Tuesday, June 23, 2009

Oral and His Works

The way I see it, you can't really go to Tusla for the first time without dropping in on Oral Roberts University. Whatever else you think of the man or his organization, he's going to leave behind some interesting pieces of architecture. Period pieces.

The period being the mid-1960s. I arrived at ORU during mid-afternoon of June 6 under a hot and copper sky. The place was nearly empty for summer. "Futuristic" has been used to describe the design of the various buildings -- everything a campus would have, including dorms, classrooms, an auditorium and a student center -- done up in concrete and shiny gold geometric elements.

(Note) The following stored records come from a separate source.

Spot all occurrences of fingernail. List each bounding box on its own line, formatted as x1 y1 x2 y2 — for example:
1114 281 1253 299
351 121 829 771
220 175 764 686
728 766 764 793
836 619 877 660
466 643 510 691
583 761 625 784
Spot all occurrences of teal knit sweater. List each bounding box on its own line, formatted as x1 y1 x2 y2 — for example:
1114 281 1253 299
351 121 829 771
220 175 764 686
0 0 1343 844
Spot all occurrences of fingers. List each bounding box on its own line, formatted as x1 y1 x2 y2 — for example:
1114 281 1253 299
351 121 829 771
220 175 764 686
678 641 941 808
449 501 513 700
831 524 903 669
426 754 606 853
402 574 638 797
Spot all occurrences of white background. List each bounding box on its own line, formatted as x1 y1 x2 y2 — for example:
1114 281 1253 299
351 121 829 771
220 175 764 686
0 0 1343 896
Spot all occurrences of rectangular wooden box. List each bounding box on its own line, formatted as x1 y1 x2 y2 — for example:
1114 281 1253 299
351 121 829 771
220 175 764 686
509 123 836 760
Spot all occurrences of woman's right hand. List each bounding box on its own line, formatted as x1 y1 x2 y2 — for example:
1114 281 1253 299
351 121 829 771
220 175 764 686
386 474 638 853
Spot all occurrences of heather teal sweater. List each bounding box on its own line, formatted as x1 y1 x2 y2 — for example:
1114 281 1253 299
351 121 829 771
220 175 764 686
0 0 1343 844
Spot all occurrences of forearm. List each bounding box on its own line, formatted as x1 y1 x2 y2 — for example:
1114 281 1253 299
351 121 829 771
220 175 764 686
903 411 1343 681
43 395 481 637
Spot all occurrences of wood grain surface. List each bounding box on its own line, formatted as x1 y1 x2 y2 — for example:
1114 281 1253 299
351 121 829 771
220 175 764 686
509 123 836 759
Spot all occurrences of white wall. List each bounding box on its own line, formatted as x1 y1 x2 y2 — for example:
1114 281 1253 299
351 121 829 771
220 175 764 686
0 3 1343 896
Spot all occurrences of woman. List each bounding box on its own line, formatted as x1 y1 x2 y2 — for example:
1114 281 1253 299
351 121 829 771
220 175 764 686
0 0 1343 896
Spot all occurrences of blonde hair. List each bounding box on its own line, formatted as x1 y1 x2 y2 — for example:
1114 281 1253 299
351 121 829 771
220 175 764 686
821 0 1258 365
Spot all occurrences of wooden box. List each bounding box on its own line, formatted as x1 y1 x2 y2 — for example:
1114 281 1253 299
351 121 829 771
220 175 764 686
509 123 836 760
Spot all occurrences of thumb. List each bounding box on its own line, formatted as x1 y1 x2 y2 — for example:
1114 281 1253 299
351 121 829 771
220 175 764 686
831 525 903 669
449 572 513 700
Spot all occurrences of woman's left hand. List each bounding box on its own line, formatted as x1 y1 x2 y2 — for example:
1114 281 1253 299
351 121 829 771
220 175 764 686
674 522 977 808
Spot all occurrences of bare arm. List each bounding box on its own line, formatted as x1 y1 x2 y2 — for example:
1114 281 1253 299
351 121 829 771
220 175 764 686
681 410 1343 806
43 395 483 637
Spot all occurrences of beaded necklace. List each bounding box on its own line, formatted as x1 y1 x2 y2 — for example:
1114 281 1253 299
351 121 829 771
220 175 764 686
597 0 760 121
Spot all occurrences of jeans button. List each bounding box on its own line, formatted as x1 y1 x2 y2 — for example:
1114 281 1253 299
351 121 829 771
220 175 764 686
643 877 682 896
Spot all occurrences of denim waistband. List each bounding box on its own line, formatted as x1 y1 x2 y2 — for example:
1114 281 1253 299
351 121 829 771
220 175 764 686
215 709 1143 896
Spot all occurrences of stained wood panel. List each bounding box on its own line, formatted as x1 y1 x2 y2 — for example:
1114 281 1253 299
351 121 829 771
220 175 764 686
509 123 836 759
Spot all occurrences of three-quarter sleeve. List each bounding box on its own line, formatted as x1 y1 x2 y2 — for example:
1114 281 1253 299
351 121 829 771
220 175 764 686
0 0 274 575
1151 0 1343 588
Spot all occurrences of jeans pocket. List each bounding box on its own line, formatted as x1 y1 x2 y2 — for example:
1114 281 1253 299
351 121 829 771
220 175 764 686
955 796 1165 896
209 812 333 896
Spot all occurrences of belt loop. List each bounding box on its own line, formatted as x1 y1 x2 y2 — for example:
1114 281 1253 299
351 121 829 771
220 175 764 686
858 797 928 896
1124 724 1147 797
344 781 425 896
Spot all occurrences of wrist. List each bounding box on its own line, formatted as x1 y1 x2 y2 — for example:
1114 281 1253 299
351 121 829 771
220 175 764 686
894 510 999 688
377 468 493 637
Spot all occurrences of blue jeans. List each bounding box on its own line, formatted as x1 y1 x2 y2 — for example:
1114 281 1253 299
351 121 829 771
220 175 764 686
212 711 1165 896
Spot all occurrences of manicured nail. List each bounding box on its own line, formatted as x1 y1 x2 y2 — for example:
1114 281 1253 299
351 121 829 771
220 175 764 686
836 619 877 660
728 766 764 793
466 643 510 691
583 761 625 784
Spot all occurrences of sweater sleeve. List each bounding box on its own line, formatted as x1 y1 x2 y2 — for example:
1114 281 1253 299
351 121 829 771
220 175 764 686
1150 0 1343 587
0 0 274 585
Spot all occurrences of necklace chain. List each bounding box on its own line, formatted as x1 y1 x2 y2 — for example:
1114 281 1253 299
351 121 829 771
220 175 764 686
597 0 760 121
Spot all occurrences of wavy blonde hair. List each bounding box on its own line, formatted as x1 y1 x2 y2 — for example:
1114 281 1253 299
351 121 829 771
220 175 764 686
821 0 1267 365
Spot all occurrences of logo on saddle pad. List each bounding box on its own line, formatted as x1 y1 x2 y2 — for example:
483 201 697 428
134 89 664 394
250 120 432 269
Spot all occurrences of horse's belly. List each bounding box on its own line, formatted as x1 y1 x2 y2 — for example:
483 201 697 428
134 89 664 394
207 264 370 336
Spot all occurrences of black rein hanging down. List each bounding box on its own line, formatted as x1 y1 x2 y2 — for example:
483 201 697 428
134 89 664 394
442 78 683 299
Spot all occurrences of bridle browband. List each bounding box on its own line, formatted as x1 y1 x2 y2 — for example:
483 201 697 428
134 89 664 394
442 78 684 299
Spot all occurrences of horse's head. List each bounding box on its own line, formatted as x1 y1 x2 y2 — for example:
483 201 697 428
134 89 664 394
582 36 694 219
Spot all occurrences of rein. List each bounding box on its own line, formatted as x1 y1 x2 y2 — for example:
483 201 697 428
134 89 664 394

"Stuck in amber" might be better, since here we are in the future (by golly, the 21st century and everything) and the ORU design emphatically says "past." Not only that, but a specific point in the past when the future was going to looking futuristic. Now it just looks dated. Even further in the future, however, when Roberts and everyone else currently associated with the place have finally been called home, it might be a candidate for historic preservation.

Even so, I wouldn't have visited without the prospect of seeing one particular building -- the Prayer Tower. I'd seen pictures but wasn't quite prepared for standing in person before a 200-foot Christmas ornament. At least that's the first thing I thought of when it came into view: the kind of ornament made for space-age aluminum trees lit by four-color spotlights. I also thought of the Jetsons' apartment block, or rather apartment saucer, though that was less of a fit. I kept coming back to Christmas ornament.

At the base is an entrance, and inside were a pair of well-scrubbed ORU students at the desk. They politely pointed me to the elevator, and up I went. The enclosed observation deck offered a nice view of campus, even if a little obscured by the external design elements of the tower. I was expecting more, though. More about ORU. More about Jesus. A gift shop, maybe. I would have bought postcards. There was a plaque and a couple of photos, but otherwise it might as well have been an office building interior, without the corporate art or any cubicles or office workers. But maybe that was the intention -- nothing to distract visitors from prayer, except the view of ORU.